(Reuters) – Canadian musician Gordon Lightfoot, the singer-songwriter known for such ballads as “If You Could Read My Mind” and “The Wreck of Edmund Fitzgerald,” died Monday in a Toronto hospital. He was 84 years old.
And his family said in a statement issued by the media, Victoria Lord, that he died of natural causes.
Known for his evocative lyrics and melodic compositions, Lightfoot has received five Grammy nominations over the years and won 17 Juno Awards, Canada’s equivalent of music honors.
Lightfoot achieved his peak of popularity in the 1970s, with songs from albums like “Sundown,” “Summertime Dream,” and “Dream Street Rose” building on his guitar-driven folk roots to produce more rock and pop hits.
He retained a loyal following in Canada and the United States with an extensive concert tour.
Lightfoot’s catalog of compositions tops 200 songs, a number of which have been covered by artists such as Bob Dylan, Elvis Presley, Judy Collins, Barbra Streisand, Glen Campbell, and Richie Havens. His “For Lovin’ Me” and “Early Morning Rain” became hits for the folk trio Peter, Paul & Mary.
Lightfoot emerged from the folk music movement of the mid-1960s with signature tunes like “Canadian Railroad Trilogy” and “Pussywillows, Cat-Tails”.
In the 1970s, he picked up the electric guitar to belt out pop hits like “Beautiful” and “I’m Not Supposed to Care.”
Lightfoot’s 1976 epic, “The Wreck of the Edmund Fitzgerald,” about 29 drowning sailors when a freighter sank in a storm on Lake Superior, remains one of fans’ favorites.
In it, Lightfoot paired the soaring melody with poignant lyrics about the sailors’ final hours.
He also topped the singles charts with titles such as the wistful 1974 hit “Carefree Highway” and the ballad “If You Could Read My Mind,” his first major international success since 1971, about the dissolution of a marriage.
She released “If You Could Read My Mind” a hit trial on Warner Bros Records, after Lightfoot split from his previous label, United Artists.
He was unhappy there in part because of the lack of support he felt when several American radio stations banned his 1968 single “Black Day in July”, about the Detroit riots the previous year, as too sensationalist.
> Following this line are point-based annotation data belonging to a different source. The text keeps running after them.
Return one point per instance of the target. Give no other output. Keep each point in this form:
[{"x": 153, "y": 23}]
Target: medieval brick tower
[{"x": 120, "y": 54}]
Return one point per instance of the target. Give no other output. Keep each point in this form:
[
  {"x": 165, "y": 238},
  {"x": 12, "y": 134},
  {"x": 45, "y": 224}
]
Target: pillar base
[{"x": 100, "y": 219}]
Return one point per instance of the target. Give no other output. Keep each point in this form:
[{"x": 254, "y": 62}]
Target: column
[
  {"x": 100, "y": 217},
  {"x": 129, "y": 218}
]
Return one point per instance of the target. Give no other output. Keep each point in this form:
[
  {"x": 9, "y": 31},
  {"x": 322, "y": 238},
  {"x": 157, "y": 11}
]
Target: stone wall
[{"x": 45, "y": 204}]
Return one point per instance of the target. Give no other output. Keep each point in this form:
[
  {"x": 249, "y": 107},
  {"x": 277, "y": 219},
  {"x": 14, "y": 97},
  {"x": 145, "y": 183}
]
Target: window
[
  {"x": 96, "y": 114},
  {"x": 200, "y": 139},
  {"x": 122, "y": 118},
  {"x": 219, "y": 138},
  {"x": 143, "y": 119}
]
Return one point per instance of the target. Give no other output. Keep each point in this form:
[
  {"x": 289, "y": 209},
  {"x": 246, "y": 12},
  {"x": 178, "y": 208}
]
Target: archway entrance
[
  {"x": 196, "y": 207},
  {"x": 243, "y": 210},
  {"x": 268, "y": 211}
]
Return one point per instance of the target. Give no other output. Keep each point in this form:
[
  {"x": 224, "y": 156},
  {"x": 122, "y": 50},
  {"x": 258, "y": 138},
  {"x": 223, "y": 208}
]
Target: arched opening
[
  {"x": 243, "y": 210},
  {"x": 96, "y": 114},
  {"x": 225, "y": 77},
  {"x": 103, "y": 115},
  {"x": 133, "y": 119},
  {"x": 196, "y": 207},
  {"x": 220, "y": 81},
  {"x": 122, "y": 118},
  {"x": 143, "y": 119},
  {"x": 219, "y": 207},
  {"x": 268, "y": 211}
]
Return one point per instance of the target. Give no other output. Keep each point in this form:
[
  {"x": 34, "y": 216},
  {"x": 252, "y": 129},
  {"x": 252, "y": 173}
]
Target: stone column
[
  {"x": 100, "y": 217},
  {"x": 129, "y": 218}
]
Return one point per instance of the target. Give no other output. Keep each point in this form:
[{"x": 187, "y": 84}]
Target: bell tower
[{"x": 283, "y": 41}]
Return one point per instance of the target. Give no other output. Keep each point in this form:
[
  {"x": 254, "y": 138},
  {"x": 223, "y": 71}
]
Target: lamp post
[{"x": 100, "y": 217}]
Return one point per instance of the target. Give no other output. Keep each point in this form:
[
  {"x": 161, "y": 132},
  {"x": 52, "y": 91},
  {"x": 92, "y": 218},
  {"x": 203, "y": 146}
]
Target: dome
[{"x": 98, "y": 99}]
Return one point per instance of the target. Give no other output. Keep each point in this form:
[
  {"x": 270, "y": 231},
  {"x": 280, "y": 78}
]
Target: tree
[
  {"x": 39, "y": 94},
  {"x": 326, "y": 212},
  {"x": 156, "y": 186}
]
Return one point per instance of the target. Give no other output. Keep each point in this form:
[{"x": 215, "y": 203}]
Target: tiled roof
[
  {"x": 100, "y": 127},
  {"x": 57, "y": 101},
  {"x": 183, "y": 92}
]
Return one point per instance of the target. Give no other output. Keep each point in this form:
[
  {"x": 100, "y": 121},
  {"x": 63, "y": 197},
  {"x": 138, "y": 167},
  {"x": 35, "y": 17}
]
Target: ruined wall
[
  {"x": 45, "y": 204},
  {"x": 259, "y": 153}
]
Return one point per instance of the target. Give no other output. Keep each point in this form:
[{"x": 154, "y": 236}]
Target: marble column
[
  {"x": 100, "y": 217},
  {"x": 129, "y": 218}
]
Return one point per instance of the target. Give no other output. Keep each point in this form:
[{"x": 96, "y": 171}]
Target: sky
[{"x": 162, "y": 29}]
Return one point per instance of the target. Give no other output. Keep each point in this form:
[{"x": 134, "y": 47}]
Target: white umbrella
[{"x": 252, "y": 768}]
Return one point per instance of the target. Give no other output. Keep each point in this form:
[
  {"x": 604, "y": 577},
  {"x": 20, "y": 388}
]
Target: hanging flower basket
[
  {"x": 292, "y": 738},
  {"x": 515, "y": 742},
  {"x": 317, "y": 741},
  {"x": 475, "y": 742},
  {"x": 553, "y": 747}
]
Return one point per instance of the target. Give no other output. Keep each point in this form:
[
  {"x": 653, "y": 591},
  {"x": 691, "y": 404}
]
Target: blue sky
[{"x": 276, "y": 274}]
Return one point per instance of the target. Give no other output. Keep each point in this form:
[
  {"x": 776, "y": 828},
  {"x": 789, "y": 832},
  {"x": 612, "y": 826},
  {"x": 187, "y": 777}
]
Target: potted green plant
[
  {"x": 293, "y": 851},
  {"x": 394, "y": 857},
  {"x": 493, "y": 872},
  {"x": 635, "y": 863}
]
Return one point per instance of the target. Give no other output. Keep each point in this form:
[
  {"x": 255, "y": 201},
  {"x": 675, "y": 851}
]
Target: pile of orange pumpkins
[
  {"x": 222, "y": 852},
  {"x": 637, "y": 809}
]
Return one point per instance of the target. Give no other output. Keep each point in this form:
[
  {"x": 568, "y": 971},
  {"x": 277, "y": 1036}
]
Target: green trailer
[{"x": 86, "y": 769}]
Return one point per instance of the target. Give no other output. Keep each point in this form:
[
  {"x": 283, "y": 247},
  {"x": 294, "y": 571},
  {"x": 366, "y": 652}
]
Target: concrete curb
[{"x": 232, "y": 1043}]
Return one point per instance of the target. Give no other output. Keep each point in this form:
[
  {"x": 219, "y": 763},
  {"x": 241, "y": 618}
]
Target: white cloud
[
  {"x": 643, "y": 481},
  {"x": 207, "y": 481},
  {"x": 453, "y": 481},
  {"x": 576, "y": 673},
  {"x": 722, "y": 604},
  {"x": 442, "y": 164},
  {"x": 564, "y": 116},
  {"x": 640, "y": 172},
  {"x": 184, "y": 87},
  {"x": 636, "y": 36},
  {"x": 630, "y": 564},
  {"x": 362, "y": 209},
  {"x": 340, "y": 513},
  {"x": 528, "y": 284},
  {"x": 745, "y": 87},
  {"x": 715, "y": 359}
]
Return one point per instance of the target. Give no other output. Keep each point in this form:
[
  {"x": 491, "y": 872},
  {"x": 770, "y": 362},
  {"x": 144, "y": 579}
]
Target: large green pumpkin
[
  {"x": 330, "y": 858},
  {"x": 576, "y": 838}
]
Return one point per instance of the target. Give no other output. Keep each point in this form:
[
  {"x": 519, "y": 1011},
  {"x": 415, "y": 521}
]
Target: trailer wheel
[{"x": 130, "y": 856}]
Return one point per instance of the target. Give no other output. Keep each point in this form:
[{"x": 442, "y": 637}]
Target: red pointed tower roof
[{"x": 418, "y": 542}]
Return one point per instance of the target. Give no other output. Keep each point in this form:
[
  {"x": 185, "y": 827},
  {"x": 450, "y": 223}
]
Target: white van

Two other songs from the ’70s, “Sundown” and “Rainy Day People”, were reported to have been inspired by his volatile romance with backup singer and rock band Kathy Smith.
Smith died in 2020 after serving time in prison for injecting comedian John Belushi with a lethal dose of heroin and cocaine in 1982.
Aside from writing the lyrics and music, Lightfoot performed his songs in a warm, ballady style, though his voice had grown thinner over the years, and he was known for his articulate vocals.
He survived a major health crisis at the age of 63 in 2002, when he collapsed from severe stomach pain before a concert in his hometown of Orilla, Ontario, and underwent emergency surgery for abdominal bleeding caused by a ruptured aorta.
He endured weeks of hospitalization and multiple operations before returning to the recording studio and live performances.
At the time of his illness, Canadian singer and fan Ian Tyson saluted Lightfoot as a national treasure.
“I don’t think anyone before or since has or will have had an impact on Canadian culture through folk music or folk music that Gordon Lightfoot has,” Tyson told Reuters at the time.